Hong Kong in the 1950s was surging. Immigrants and refugees from mainland China flocked to the city after World War II. Within a few years, the population leapt from 600,000 to 2.1 million, turning Hong Kong into one of the densest cities in the world. To Veronica Siu-Fun Pun Choy ’58SW, the city’s welfare services had to catch up.

Veronica grew up in Hong Kong with sisters who became nurses and teachers. “Service was in the family. The line of social work suits my personality,” she said. Veronica watched her city struggling, yet believed social workers could help. But the field was young. Hong Kong University did not yet offer the education that Veronica needed to make a difference.

So, Veronica travelled by ship to New York City. About a month later, the vessel docked, and she joined a Columbia School of Social Work classroom, preparing for fieldwork in Manhattan and Staten Island.

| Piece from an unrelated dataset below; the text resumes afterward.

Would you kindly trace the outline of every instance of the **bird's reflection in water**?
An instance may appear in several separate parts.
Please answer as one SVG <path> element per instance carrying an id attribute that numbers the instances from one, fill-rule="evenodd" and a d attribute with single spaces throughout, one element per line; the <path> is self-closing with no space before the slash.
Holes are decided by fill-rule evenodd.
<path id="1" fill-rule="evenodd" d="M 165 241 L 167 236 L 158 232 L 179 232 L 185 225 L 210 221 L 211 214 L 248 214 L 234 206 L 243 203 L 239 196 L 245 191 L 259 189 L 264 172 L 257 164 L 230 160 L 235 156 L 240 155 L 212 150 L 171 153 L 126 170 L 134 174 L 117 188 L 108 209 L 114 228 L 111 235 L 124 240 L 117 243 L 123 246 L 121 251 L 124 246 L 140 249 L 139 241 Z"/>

Columbia professor Lucille Austin’s lectures on building rapport impressed Veronica, lessons she would years later pass on to her own students in Hong Kong. “I think rapport is an important element in social work. It helps you communicate and understand the other person.”

Veronica chose to attend Columbia because of New York City, which was a lot like Hong Kong. She wanted to learn from another big, cosmopolitan city to one day use her education when she returned home.

Veronica Siu-Fun Pun Choy (far right) with Renee Gerard and Tomiko Tanami
Veronica Siu-Fun Pun Choy (far right), pictured with Social Work classmates Renée Gerard and Tomiko Tanaami; Siu-Fun Pun Choy at Columbia. 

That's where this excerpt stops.